Validity – Signal to Noise
Youth sees issues in black and white terms. Age sees shades of grey. Age sees shades of grey because it has accumulated the data of life (experience and knowledge). The accumulation hasn’t led to clarity and certainty; it has led to uncertainty and doubt.
With huge volumes of data it becomes ever harder to work out which data is useful and which is not. What data requires focus and what is simply a distraction. Returning to my telematics black box example, these devices capture data on a number of different measures 4x/sec. My daily round-trip commute is 2 hours long meaning that 92% of all data captured by my black box has no meaning other than to say the vehicle is parked at a location. Of the data that remains not all events across all the measures are necessary. They are simply distraction and noise so the challenge is to identify and eliminate them.
Fortunately in telematics this task is relatively straight forward but for other Big Data sources, such as web logs, one man’s signal is another man’s noise. The challenge is far more acute.

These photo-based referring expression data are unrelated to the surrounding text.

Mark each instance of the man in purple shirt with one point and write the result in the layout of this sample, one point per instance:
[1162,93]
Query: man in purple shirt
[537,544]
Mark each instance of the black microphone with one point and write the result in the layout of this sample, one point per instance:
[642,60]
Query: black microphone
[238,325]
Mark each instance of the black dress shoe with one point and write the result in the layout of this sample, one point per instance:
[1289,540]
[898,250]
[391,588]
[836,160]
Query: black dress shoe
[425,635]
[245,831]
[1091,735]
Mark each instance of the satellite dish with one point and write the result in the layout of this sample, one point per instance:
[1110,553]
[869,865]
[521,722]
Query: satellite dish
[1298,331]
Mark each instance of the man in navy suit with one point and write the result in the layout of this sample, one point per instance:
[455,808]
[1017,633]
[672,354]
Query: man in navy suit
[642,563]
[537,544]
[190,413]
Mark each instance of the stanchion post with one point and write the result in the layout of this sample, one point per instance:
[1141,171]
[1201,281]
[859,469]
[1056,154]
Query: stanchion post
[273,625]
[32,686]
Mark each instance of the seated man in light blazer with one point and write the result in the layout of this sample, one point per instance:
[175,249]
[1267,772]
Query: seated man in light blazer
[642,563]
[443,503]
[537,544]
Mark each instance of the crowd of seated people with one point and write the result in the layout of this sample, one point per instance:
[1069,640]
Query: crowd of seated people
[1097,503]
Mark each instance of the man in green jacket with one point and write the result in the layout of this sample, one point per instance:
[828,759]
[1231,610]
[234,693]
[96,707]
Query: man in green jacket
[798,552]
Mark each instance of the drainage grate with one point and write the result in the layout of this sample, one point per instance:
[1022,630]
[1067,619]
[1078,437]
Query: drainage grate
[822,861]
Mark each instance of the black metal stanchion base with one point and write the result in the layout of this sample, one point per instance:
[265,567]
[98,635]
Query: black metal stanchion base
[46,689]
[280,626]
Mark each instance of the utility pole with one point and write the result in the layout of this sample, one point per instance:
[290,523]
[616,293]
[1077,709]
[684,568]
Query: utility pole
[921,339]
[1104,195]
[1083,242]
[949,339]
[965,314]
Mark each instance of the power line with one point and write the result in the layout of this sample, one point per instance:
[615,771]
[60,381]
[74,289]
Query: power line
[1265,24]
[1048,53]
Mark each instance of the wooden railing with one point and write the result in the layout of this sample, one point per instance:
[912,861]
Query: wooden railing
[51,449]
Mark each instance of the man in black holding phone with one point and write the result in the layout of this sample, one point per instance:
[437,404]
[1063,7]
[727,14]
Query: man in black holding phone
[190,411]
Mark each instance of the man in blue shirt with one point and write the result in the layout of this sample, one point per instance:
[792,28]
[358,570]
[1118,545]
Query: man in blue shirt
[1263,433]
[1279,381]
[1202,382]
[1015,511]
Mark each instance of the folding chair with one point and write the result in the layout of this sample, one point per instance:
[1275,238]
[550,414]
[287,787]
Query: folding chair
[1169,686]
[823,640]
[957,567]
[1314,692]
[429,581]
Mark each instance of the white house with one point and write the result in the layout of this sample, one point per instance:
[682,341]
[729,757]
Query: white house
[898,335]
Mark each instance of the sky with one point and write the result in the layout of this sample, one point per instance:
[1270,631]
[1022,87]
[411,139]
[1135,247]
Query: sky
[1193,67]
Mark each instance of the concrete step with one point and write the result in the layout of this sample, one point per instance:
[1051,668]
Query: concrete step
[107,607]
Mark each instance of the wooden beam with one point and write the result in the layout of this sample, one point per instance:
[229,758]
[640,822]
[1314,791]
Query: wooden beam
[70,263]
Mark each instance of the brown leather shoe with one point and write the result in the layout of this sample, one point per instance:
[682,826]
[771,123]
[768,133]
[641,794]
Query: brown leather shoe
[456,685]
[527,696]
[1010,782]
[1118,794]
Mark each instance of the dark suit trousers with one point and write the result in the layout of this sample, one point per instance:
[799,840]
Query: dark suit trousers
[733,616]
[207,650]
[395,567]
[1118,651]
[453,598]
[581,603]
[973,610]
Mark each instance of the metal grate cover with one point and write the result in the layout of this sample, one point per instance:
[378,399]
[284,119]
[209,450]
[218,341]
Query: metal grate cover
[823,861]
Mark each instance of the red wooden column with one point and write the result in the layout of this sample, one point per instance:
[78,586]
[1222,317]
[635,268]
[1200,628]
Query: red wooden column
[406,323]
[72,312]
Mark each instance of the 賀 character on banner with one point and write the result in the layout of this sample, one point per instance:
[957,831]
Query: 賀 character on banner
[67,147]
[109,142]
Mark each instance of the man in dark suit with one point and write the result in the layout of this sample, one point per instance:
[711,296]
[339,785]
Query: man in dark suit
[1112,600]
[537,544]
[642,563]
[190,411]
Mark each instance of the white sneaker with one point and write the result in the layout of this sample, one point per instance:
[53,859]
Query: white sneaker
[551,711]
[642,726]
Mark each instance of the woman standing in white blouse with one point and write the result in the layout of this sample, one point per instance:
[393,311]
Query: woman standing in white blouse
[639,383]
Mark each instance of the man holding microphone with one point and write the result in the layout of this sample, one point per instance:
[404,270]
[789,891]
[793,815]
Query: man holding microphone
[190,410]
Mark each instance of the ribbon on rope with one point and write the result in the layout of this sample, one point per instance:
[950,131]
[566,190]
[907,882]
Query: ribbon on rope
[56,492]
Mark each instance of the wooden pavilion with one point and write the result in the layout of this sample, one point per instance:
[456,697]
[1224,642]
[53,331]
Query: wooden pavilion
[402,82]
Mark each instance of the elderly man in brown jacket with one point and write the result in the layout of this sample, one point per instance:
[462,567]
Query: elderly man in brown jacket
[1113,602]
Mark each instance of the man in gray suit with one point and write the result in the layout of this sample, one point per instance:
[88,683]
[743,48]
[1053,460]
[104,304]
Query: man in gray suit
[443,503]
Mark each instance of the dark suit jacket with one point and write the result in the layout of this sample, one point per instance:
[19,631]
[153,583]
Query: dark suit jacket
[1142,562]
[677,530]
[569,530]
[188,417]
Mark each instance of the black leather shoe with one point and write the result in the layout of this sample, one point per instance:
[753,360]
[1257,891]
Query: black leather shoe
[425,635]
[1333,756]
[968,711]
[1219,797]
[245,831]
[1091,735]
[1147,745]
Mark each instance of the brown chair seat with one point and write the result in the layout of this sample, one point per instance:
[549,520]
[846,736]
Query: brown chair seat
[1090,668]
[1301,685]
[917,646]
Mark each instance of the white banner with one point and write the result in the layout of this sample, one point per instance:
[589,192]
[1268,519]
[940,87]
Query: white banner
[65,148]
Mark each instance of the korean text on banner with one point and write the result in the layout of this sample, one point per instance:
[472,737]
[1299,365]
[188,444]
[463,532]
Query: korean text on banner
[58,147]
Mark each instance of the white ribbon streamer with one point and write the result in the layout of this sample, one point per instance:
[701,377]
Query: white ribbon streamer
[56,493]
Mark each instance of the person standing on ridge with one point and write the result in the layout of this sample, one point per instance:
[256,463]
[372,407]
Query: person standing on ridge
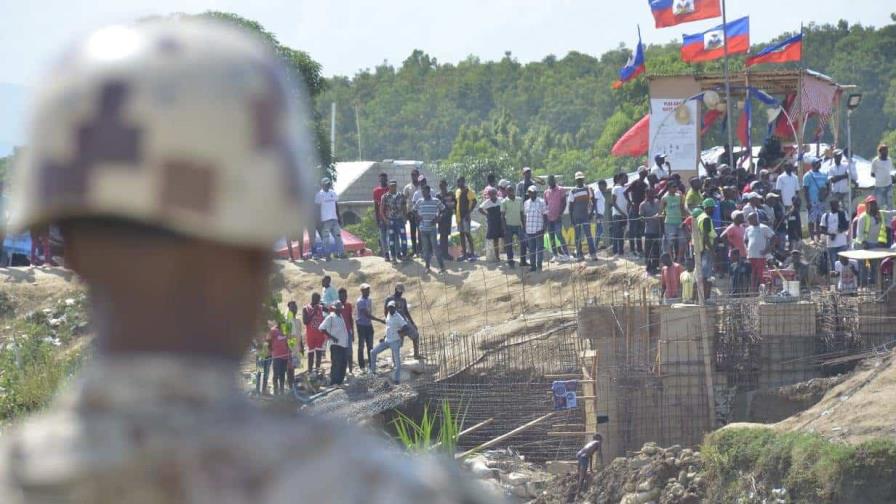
[181,154]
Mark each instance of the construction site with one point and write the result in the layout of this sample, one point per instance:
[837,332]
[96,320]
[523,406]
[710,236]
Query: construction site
[642,372]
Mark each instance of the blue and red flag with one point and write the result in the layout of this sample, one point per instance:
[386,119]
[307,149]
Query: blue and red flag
[710,44]
[634,67]
[673,12]
[782,52]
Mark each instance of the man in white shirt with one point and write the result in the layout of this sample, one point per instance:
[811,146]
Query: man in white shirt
[881,170]
[661,168]
[534,221]
[599,204]
[334,328]
[840,174]
[619,212]
[834,225]
[396,325]
[787,185]
[330,220]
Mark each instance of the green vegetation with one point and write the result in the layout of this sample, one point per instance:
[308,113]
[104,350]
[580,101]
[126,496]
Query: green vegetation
[37,355]
[367,230]
[751,462]
[560,115]
[433,431]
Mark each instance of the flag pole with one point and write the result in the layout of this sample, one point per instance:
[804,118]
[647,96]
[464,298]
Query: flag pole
[727,87]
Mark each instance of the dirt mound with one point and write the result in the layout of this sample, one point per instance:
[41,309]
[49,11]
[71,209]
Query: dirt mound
[469,296]
[661,475]
[860,408]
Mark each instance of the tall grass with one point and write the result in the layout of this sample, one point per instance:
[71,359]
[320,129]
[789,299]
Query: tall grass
[32,367]
[434,431]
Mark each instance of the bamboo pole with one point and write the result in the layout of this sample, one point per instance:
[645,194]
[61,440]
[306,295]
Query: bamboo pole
[502,437]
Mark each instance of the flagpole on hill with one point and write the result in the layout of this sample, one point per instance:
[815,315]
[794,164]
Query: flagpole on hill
[727,87]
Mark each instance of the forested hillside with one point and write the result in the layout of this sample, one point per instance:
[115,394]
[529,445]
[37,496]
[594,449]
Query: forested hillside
[560,114]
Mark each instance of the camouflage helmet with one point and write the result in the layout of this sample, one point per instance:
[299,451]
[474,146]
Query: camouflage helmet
[186,125]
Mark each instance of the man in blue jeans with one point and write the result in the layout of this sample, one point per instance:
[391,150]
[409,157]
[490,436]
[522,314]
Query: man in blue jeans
[394,209]
[580,198]
[396,326]
[534,211]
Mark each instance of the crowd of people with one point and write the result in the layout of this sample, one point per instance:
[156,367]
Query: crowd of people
[750,226]
[332,321]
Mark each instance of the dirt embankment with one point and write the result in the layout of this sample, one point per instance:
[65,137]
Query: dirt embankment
[861,408]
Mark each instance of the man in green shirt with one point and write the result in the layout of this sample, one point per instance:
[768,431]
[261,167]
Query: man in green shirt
[672,208]
[512,213]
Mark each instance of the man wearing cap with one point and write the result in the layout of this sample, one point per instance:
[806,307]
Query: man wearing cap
[882,171]
[840,174]
[815,185]
[635,194]
[364,323]
[522,188]
[512,215]
[381,223]
[396,328]
[334,328]
[194,185]
[871,233]
[466,202]
[428,210]
[787,185]
[394,209]
[759,240]
[401,304]
[835,225]
[555,199]
[408,192]
[704,240]
[534,217]
[330,219]
[661,169]
[580,198]
[449,202]
[777,217]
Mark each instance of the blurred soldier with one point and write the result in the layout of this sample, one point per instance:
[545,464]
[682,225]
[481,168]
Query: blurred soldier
[170,155]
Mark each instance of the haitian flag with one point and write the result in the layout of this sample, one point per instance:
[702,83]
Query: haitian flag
[634,67]
[782,52]
[673,12]
[710,44]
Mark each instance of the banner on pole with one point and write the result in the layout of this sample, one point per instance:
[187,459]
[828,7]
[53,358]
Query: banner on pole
[674,129]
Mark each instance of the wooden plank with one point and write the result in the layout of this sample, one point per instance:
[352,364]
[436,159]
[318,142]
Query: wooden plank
[502,437]
[471,429]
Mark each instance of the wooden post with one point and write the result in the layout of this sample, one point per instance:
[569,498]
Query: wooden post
[502,437]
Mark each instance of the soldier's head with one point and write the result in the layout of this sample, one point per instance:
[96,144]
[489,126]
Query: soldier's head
[169,153]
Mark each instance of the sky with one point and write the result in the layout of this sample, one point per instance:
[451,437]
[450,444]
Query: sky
[349,35]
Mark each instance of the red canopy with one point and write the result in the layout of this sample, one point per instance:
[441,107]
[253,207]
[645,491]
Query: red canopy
[352,244]
[635,141]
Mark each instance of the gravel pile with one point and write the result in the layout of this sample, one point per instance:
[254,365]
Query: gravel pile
[654,475]
[363,397]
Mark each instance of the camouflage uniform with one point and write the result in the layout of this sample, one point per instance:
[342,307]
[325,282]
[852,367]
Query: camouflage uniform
[188,127]
[165,430]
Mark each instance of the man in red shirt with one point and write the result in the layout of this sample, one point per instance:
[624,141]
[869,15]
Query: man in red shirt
[312,316]
[280,354]
[670,279]
[348,318]
[378,193]
[555,199]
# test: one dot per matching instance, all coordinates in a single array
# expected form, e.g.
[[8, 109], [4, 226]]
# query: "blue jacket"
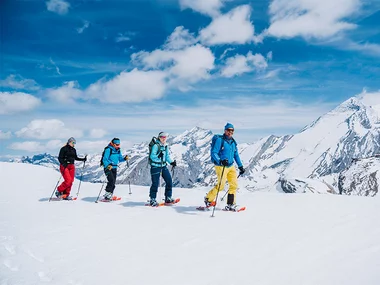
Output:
[[112, 156], [155, 160], [229, 151]]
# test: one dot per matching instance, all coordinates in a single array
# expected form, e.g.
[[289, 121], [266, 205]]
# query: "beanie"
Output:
[[229, 126]]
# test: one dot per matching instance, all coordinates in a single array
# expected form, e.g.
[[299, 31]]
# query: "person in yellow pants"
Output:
[[224, 152]]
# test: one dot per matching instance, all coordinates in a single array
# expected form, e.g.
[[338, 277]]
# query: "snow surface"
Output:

I began this article suggesting that we should focus on the business attributes of Big Data rather than the technical attributes. However if I have one qualm over Big Data it is with the business value of volume. The ultimate goal of a business is to be able to target an individual with an offer tailor made for them and thus have a higher probability that the individual will purchase.
With an increased volume does come the opportunity move towards this goal by considering a more finely grained set of dimensions for data. That is instead of considering 18-25 year olds we can now have increasing confidence in the accuracy of results of analysis should we consider 18,19…24, 25 as individual cells.
Whether businesses are set up to capitalize on such fine grained data segments is another matter entirely. For most businesses a random sample will produce an accurate enough model of the population as a whole. Statisticians have various mathematical tricks to allow for inaccuracies inherent in drawing conclusions based on small samples. Beyond a certain point increasing the volume of data points does not offer significant improvements in the accuracy of the model.
It is the nature of IT to focus on the technology, the “how” of Big Data almost to the point of tunnel vision. This is of course remains our fundamental responsibility but we must broaden our perspective and consider the business goals, the “what” of Big Data. Only by doing this can we make the value of Big Data a reality and reduce misconceptions for the concept.